Millions, if not billions, of specimens reside in the world’s natural history collections, but most of these have not been carefully studied, or even looked at, in decades. While containing critical data for many scientific endeavors, most objects are quietly sitting in their own little cabinets of curiosity.
Thus, mass digitization of natural history collections has become a major goal at museums around the world. Having brought together numerous biologists, curators, volunteers and citizens scientists, such initiatives have already generated large datasets from these collections and provided unprecedented insight.
Now, a new study, recently published in the open access Biodiversity Data Journal, suggests that the latest advances in both digitization and machine learning might together be able to assist museum curators in their efforts to care for and learn from this incredible global resource.
A team of researchers from the Department of Botany at the Smithsonian’s National Museum of Natural History, and the Data Science Lab and Digitization Program Office of the Smithsonian Office of the Chief Information Officer, recently collaborated with NVIDIA Corp. to carry out a pilot project using deep learning approaches to dig into digitized herbarium specimens.
The project is among the first to describe the use of deep learning methods to enhance our understanding of digitized collection samples. It is also the first to demonstrate that a deep convolutional neural network (CNN)–a computing system modeled after the neuron activity in animal brains that can basically learn on its own–can effectively differentiate between similar plants with an amazing accuracy of nearly one- hundred percent.
In their paper, the scientists describe two different neural networks that they trained to perform tasks on the digitized portion (currently 1.2 million specimens) of the United States National Herbarium.
The team first trained a CNN to automatically recognize herbarium sheets that had been stained with mercury crystals, since mercury was commonly used by some early collectors to protect the plant collections from insect damage. The second CNN was trained to discriminate between two families of plants–clubmosses and spikemosses–that share a strikingly similar superficial appearance.
The trained CNN performed with 90 percent and 96 percent accuracy respectively (or 94 percent and 99 percent if the most challenging specimens were discarded), confirming that deep learning is a useful and important technology for the future analysis of digitized museum collections.

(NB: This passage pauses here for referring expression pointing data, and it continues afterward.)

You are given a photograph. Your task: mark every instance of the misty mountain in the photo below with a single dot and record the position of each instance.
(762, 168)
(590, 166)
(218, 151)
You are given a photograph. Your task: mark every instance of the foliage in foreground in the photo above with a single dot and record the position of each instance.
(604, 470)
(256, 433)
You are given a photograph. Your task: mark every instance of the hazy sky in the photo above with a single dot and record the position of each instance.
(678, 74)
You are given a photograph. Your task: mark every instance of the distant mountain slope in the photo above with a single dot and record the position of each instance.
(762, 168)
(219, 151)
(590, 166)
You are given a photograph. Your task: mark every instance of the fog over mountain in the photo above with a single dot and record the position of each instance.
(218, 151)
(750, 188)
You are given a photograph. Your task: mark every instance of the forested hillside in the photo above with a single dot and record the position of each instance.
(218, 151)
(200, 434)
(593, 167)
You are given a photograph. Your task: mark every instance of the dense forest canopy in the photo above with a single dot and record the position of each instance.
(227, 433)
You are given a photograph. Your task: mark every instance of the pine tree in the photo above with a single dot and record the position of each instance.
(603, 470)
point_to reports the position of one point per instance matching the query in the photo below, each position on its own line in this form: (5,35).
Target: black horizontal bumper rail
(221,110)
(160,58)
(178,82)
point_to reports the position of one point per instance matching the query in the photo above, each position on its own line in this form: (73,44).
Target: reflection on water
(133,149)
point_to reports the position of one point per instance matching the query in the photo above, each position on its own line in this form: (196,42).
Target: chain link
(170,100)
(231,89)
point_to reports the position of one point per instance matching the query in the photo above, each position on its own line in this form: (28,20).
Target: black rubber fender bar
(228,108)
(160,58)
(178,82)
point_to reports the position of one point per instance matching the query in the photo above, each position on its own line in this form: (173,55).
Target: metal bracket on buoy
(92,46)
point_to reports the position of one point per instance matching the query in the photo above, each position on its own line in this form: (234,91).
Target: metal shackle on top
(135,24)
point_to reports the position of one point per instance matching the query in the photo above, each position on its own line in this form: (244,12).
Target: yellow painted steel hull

“Our stained vs. unstained network could theoretically be applied to digitized specimens in other herbaria to help identify mercury hotspots for potential remediation,” the scientists conclude in their paper. “Likewise, our family discrimination network has the potential to be further developed into a universal tool to identify unknowns or to flag specimens in need of additional study, in the United States National Herbarium and in other natural history collections.”
“This research paper is a wonderful proof of concept. We now know that we can apply machine learning to digitized natural history specimens to solve curatorial and identification problems,” says Laurence Dorr, chair of the Natural History Museum’s Department of Botany.“The future will be using these tools combined with large shared data sets to test fundamental hypotheses about the evolution and distribution of plants and animals.”